1. ## Infinitely differentiable

Suppose $f$ is infinitely differentiable on $\mathbb{R}$.

(a) If $f''(x) + f(x) = 0, f(0) = 0,$ and $f'(0) = 1,$ show that $f(x)$ = $sin x$.

2. Well, if $f(x) = \sin{x}$, then $f'(x) = \cos{x}$ and $f''(x) = -\sin{x}.$
So $f''(x)+f(x) = -\sin{x}+\sin{x} = 0$ and $f'(0) = \cos(0) = 1$.

3. This is the (one) definition of $\sin$. It is clear that $f^{(2n+1)}(0)=(-1)^n$, and all other derivatives of $f$ vanish. From this, we can construct a Taylor-like series definition of $f$, and see that it fits with the usual Taylor series of $\sin$:

$f(x)=\displaystyle\sum_{n=0}^\infty\frac{(-1)^n}{(2n+1)!}x^{2n+1}$.

You have to be careful in using this statement, which may not preclude the analyticity of $f$.
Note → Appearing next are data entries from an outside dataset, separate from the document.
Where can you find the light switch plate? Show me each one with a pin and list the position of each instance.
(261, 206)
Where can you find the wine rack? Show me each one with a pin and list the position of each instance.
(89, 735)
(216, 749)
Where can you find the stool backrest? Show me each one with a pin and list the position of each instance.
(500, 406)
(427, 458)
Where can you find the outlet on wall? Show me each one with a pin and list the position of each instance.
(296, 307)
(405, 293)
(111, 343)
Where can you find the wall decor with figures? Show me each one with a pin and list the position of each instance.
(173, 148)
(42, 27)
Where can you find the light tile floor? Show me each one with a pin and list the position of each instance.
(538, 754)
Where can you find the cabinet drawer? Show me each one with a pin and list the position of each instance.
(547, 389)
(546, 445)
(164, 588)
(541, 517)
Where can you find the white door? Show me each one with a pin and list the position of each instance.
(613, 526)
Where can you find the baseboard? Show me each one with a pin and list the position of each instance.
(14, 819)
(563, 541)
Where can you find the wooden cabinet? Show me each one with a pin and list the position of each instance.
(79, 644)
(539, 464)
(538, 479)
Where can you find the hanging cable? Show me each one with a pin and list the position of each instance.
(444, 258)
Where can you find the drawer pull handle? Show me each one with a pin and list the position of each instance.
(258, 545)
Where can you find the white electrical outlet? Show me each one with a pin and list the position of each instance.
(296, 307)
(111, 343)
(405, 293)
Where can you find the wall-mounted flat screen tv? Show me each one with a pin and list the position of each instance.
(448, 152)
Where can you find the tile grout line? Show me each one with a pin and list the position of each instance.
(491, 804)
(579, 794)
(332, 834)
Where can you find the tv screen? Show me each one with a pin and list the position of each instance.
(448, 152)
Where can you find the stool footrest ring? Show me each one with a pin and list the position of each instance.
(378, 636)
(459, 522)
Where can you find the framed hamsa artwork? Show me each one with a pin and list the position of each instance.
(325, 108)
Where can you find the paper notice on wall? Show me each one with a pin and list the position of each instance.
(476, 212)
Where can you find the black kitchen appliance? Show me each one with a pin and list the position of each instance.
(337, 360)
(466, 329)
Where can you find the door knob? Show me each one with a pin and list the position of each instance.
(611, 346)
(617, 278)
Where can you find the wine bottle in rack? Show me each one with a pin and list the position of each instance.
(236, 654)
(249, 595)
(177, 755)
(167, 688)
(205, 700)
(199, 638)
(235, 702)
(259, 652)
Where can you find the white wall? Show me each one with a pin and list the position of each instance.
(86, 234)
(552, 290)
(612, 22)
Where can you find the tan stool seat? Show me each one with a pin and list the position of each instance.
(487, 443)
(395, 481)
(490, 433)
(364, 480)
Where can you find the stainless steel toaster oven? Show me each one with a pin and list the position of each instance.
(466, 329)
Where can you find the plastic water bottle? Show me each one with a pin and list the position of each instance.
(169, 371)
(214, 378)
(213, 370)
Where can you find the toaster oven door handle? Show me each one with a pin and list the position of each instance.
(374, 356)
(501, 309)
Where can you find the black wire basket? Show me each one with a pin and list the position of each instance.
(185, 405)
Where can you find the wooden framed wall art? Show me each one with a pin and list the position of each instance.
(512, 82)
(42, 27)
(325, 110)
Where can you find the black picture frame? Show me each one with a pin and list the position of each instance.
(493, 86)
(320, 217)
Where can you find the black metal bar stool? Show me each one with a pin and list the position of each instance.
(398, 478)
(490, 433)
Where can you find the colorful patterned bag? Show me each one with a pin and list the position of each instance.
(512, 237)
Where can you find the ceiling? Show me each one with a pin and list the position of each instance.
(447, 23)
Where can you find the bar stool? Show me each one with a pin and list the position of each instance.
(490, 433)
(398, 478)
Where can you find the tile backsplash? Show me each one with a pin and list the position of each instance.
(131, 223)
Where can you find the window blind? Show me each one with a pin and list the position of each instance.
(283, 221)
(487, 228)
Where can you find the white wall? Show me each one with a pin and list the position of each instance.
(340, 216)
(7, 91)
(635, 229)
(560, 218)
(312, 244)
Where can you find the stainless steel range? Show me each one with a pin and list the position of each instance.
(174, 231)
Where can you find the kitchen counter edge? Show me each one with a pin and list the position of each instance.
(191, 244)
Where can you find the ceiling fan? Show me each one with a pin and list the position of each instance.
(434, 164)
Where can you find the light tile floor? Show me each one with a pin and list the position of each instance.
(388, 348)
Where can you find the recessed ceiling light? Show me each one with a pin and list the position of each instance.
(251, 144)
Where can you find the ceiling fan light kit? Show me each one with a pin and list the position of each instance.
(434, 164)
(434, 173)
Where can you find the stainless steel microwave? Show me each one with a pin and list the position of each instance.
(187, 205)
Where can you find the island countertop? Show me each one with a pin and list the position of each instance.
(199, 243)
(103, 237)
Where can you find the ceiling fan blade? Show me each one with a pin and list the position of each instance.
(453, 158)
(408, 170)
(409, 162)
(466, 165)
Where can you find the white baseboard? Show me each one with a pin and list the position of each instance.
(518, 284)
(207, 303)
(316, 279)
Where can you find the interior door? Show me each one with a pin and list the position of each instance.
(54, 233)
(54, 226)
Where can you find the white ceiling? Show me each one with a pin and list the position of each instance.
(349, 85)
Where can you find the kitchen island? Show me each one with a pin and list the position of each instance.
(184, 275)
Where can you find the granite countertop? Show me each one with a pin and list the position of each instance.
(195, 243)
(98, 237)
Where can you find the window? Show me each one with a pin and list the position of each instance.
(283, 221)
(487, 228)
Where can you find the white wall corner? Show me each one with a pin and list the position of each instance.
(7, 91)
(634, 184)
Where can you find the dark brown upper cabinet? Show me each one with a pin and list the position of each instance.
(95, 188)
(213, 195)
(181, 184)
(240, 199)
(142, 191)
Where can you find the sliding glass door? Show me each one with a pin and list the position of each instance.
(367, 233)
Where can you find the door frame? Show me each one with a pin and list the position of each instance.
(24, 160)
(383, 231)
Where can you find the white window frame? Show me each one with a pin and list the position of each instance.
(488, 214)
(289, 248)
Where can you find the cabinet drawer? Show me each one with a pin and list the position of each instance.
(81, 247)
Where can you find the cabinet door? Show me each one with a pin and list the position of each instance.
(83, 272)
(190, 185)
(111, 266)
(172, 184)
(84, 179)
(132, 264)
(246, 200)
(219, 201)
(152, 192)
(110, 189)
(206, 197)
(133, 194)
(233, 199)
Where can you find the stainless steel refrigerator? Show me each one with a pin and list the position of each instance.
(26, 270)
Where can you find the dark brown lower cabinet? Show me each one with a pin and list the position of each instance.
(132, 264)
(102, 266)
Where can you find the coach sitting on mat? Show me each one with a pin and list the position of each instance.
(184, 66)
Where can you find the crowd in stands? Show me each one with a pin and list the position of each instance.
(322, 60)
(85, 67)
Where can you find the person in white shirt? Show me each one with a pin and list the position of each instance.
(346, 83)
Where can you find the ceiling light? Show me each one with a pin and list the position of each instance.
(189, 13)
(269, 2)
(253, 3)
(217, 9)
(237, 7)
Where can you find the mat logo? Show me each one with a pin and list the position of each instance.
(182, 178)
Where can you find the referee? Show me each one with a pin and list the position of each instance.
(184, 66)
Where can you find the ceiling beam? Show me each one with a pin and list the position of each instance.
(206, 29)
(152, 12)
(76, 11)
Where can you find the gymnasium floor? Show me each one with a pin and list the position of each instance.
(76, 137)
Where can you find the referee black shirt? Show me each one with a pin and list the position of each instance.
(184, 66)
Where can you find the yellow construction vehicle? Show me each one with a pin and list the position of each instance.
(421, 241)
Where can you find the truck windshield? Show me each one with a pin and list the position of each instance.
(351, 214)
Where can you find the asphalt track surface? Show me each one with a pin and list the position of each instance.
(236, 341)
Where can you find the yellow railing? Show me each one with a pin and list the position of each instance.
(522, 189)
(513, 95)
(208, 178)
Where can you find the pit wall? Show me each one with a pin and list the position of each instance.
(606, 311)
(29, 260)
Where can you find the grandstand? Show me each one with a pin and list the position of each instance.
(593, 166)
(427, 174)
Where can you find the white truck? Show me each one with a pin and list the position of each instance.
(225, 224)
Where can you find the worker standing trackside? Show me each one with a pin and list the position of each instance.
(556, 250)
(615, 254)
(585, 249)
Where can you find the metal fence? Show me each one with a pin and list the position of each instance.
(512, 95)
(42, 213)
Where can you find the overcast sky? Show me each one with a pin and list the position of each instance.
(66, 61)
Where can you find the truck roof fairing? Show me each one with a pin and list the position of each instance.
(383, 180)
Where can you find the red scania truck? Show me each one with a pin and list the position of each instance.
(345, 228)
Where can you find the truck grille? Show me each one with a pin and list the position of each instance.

4. Note that The CoffeeMachine's response shows that if f(x)= sin(x), then f satisfies the given conditions. To show the converse, which is the actual problem, you must also show uniqueness for solutions to such a differential equation. Once again, because the Original Poster shows no attempt at a solution, we do not know what he/she has available to do that.